It would usually be every performer’s nightmare, walking onto the stage and peering out into the audience… to see every single seat unoccupied. Yet when Stephen Hough strode out onto Wigmore’s Hall’s hallowed platform this lunchtime to play the Bach-Busoni Chaconne and Schumann’s Fantasie in C major to an audience of just two – BBC Radio 3’s Andrew McGregor and Wigmore Hall’s director John Gilhooly – it was a cause of celebration rather than box office embarrassment.

Stephen Hough


It was exactly eleven weeks ago that the hall last rang to the sound of music when Alessandro Fisher and Roger Vignoles performed a lunchtime recital that was destined to be the last live music-making – certainly the last live classical music broadcast – in the UK before lockdown. That evening’s scheduled performance by the Škampa Quartet was swiftly cancelled after the government issued advice during the afternoon that the public should not visit theatres or concert halls due to the Covid-19 pandemic. Just like every other venue in the country, the Wigmore fell silent… until today. 

In a creative move, Gilhooly announced a partnership with BBC Radio 3 to bring music back to its stage with a series of weekday lunchtime concerts throughout June – solo and duo performers only for now to observe correct social distancing rules – broadcast live on the radio with streamed video on the Wigmore’s website. Streamed concerts – some even with audiences – have resumed in other European countries, but this is a significant move for the UK, a glimpse of green shoots for a crippled industry desperate to be reinvigorated. 

It was appropriate that this recital began with the Bach-Busoni Chaconne. It was 119 years ago yesterday that the hall first opened its doors, and Federico Busoni shared the bill with, among others, Eugène Ysaÿe. Busoni made his transcription of the final movement of the Partita in D minor for solo violin, BWV 1004, between 1891 and 1892 whilst living in Boston and it’s become a pillar of the piano repertoire.

Stephen Hough in an empty Wigmore Hall


Hough is not a pianist prone to undue exaggeration. His opening forte was never pushed hard, as he set off purposefully, the con fuoco animato section neither too fast nor too furious. Wearing an elegant brocade jacket, he maintained a watchful eye – and ear – on the work’s wider architecture, drawing sonorous colours, particularly in the section Busoni marked “quasi tromboni”. Hough excelled in casting a tranquil spell in the central section before building to a majestic close. 

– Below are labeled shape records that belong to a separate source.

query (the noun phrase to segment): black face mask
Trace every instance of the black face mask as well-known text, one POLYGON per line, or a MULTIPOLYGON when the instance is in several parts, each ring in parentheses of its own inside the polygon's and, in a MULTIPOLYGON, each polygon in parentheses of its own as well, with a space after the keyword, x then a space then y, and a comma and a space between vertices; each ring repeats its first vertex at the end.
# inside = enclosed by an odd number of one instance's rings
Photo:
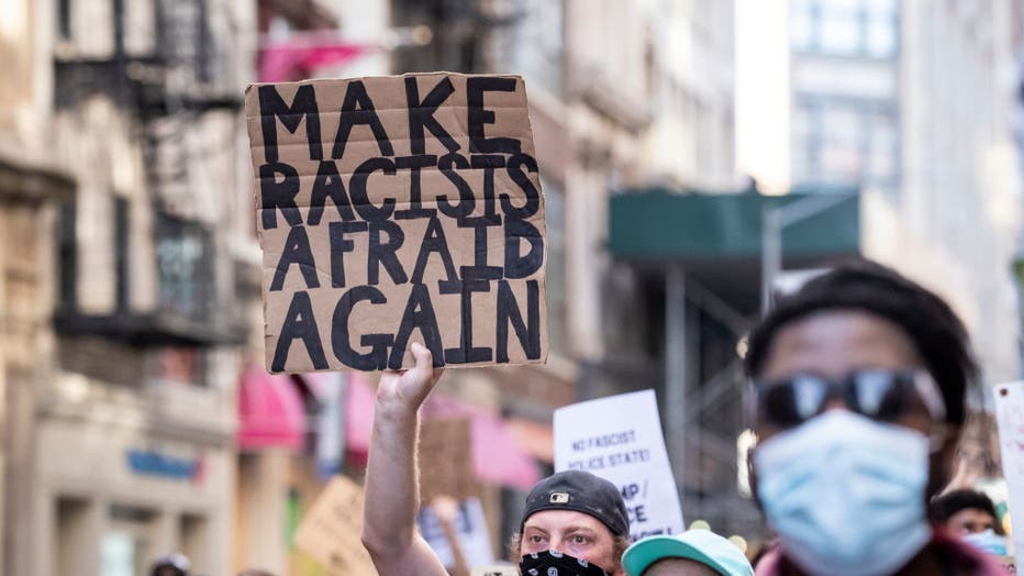
POLYGON ((523 576, 609 576, 606 572, 561 552, 526 554, 519 563, 523 576))

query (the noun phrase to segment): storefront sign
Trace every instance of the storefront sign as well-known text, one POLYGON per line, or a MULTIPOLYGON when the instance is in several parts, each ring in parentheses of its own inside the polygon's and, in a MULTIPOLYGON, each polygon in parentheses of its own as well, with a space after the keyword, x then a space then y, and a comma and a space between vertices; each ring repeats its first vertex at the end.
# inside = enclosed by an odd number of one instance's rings
POLYGON ((135 474, 160 476, 176 480, 202 479, 202 457, 171 456, 154 450, 132 448, 125 453, 129 468, 135 474))

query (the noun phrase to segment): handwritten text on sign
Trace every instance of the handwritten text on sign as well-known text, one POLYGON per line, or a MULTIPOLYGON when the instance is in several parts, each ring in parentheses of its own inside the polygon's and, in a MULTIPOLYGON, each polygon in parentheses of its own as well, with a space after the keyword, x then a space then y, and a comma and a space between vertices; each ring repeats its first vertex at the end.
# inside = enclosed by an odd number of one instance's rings
POLYGON ((555 411, 555 470, 580 469, 622 491, 634 540, 682 532, 654 390, 610 396, 555 411))
POLYGON ((251 85, 270 372, 543 362, 544 203, 523 80, 251 85))

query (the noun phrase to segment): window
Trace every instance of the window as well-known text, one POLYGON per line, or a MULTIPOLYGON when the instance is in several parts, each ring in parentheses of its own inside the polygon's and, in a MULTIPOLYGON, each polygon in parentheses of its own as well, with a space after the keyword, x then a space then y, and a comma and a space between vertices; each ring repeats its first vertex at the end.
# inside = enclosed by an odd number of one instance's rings
POLYGON ((57 288, 58 306, 73 310, 78 303, 78 244, 76 242, 75 218, 78 212, 74 200, 64 202, 57 214, 57 265, 60 269, 57 288))
POLYGON ((129 275, 131 263, 129 261, 129 237, 131 225, 130 204, 126 198, 114 196, 114 283, 116 306, 119 312, 129 309, 129 290, 131 289, 129 275))
POLYGON ((793 0, 790 45, 800 53, 890 58, 898 20, 897 0, 793 0))
POLYGON ((57 37, 71 40, 71 0, 57 0, 57 37))
POLYGON ((792 122, 797 181, 876 185, 899 179, 899 126, 892 103, 838 97, 798 98, 792 122))
POLYGON ((213 242, 202 225, 157 214, 156 265, 159 308, 209 322, 213 313, 213 242))

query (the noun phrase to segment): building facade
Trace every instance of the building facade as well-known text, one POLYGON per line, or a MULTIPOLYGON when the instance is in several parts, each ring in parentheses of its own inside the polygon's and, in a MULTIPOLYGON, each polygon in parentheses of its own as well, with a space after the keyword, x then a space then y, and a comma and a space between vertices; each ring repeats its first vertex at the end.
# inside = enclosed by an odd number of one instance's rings
POLYGON ((76 192, 4 220, 5 379, 22 396, 4 434, 3 573, 141 574, 180 551, 226 574, 241 302, 258 262, 238 113, 254 7, 3 8, 22 36, 0 48, 19 63, 0 140, 54 167, 24 182, 76 192))

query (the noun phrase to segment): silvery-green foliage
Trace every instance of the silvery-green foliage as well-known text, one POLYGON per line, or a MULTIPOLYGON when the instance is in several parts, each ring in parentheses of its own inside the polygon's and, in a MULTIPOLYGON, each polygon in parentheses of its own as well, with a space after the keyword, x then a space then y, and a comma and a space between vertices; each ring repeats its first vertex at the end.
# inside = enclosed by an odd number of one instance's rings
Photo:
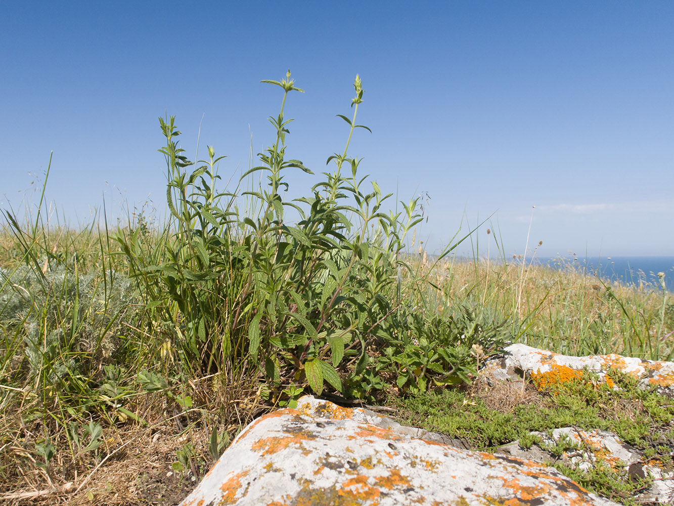
POLYGON ((133 285, 114 272, 104 275, 107 283, 99 272, 80 274, 64 264, 44 274, 26 265, 0 271, 0 325, 16 338, 28 378, 42 374, 58 385, 86 374, 92 359, 113 355, 133 285))

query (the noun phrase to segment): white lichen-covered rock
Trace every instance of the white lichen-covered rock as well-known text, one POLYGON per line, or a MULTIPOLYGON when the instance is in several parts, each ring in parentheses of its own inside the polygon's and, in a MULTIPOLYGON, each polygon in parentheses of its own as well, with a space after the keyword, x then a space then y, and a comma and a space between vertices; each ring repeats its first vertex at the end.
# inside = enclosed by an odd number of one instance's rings
POLYGON ((489 360, 480 372, 481 376, 494 380, 521 379, 524 374, 546 382, 572 378, 574 371, 586 367, 603 381, 607 372, 617 369, 634 376, 644 387, 654 386, 660 393, 674 397, 674 362, 613 354, 574 357, 518 343, 505 348, 502 358, 489 360))
POLYGON ((537 461, 554 460, 552 453, 544 449, 565 438, 576 447, 563 452, 561 459, 565 463, 586 471, 596 466, 598 462, 602 462, 616 471, 624 468, 634 478, 650 476, 653 478, 652 484, 636 499, 640 502, 663 504, 674 501, 674 472, 663 470, 662 463, 658 461, 644 458, 642 452, 622 442, 613 432, 563 427, 553 430, 551 436, 538 432, 532 434, 541 438, 543 448, 535 445, 522 448, 519 441, 515 441, 499 447, 497 453, 537 461))
POLYGON ((246 427, 182 505, 615 504, 543 464, 415 438, 377 418, 303 397, 246 427))

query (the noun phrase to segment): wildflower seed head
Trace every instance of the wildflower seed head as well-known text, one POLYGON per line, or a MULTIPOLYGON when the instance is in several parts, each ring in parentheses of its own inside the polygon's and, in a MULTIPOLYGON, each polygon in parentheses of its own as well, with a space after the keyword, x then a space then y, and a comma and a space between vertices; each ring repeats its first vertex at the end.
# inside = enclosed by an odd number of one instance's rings
POLYGON ((356 96, 351 101, 352 107, 354 104, 357 105, 363 101, 363 93, 365 91, 363 89, 363 81, 361 80, 361 76, 357 74, 356 74, 356 79, 353 82, 353 87, 356 90, 356 96))

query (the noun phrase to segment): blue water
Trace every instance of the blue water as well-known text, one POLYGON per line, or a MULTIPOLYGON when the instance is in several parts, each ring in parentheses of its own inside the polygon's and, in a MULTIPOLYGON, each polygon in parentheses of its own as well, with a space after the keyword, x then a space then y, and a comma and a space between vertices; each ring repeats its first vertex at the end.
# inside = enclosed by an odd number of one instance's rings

Given our long absence away from live music, Hough’s choice of Schumann was also apt. The first movement of the Fantasie was composed in 1836 during a period of enforced separation for the composer from his beloved Clara Wieck. “The first movement may well be the most passionate I have ever composed,” Schumann wrote to Clara, “a profound lament for you.” Hough caressed this opening movement tenderly, yet there was always dry-eyed intent and a sense of momentum, no drooping permitted. The second movement was bright and bracing, playful in the scherzando section, before serenity returned in a beautifully shaded finale. I could envisage the silent audience at home clamouring for an encore and Hough brought us back to Bach, this time via Charles Gounod whose Méditation adds a familiar melody – which we now know as the Ave Maria – over Bach’s rippling prelude.  

Apart from a brief audio dropout on Youtube near the end of the Schumann (not suffered on the radio) the sound quality was truly excellent. Wigmore Hall regularly live streams selected recitals and the mix of camera angles was judicious, with plenty of close-ups of Hough’s playing. 

Absence, they say, makes the heart grow fonder. Rarely has a reunion been so welcome and so joyous.


This concert was reviewed from the live stream.